Cherie Gil, who are you?

After catching the preview night of Philippine Opera Company’s Master Class many weeks ago, those were literally the only thoughts running through my head with each goose bump, art lesson, and tear that ran down my cheek. “Cherie Gil, who are you?”

A magnum opus in its own right, this marks the nth inception of POC’s Master Class starring the TV, film and stage diva, which has merited standing ovation upon standing ovation for its lead actress’ haunting portrayal of opera diva Maria Callas at a time when she was giving a series of master classes at the Juilliard school of music in the 1970s.

Gil is widely known for her kontrabida performances. I mean who can forget the “second-rate, trying-hard, copycat” bit that has immortalized her in the annals of showbiz and pop-cultural history? The role of Maria Callas seemed to fit Cherie like a glove. And was she good at it. Damn good, as, in the course of the two-act show and under the guidance of director Michael Williams, she becomes a lovable caricature of someone who you’d very much love to hate but in that she’s so unbelievably bitchy, quirky, and convincingly caught up in her own world, you end up loving her instead.

She’s sort of like Alfred Molina in the Broadway play Red, or Meryl Streep in The Devil Wears Prada. You’d hate to be in Eddie Redmayne’s or Anne Hathaway’s shoes or in the case of Master Class, the shoes of her students played by the likes of the slapstick Juan Alberto Gaerlan, the haunting Florence Aguilar, and the riotous Ana Feleo. But given the chance to learn under the tutelage of one of the greatest women ever to grace the opera circuit, you’d bravely grab yourself in the balls and enter the lion’s den. All you really have is the moment — and it’s up to you, as a student of life, to seize it.

Sitting towards the front row of the intimate RCBC Theater, that is exactly how I felt — like I was inside the lion’s den waiting to be devoured.
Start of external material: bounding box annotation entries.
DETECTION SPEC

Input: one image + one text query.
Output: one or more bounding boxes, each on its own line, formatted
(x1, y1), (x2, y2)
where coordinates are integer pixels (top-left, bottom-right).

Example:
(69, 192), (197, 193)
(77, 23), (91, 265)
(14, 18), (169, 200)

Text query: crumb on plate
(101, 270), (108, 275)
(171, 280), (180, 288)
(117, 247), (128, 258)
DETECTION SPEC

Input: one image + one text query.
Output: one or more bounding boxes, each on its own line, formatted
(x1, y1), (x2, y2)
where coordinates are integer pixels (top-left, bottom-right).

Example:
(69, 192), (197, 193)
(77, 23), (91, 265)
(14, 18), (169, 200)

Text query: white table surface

But there I was, ready to seize the opportunity that had been robbed of me all those times I never bothered to catch POC’s Master Class before.

 Being a theater and art aficionado myself, I found myself, not only transfixed with Cherie’s soaring and beautifully engaging performance, and mesmerized by her eyes that watered with painstaking conviction every time she took to a soliloquy while her students barreled through the last ounces of their arias, but taking down notes as well, as though I was in an actual class and she had been my teacher. I was getting schooled, literally. And I found myself getting a master class of my own, though probably not on the astounding operatic technicality that Feleo and her contemporaries had shown after being shattered and sundered by Cherie’s religious monstrosity then being asked to sing with all honesty and truth right after, but the theatricality of it — the very essence of life.

“Don’t act, just be!” “When you stop, it’s class. When you quit, it’s depressing.” “A performance is a struggle. You have to win!” “An entrance is everything. That’s how we present ourselves to an audience. That’s how we present ourselves in life.” “Art is about transition. There is entrance. There is exit.” “There are no shortcuts in art.” Her rhetoric was running through my head and somehow made its way to my notebook as I was taking down notes for this piece. Somehow, I learned more about life in two hours than I would in years — a triumph in itself for POC’s Master Class.

Though at some point, I just couldn’t keep up with Callas. anymore. I closed my notebook, in the same way that Florence had forgotten to take down notes from her fiery interactions with Callas, and instead, sat back, breathed, seized the moment, and watched in astonishment. I couldn’t believe what I was seeing. There was no fluff. And there certainly were no traces of Cherie Gil. Fierce. Oppressive. Pedantic. Cruel. Self-Absorbed. Mind-blowing. Ambitious. And never to be defeated. There was only Maria Callas. Bravo!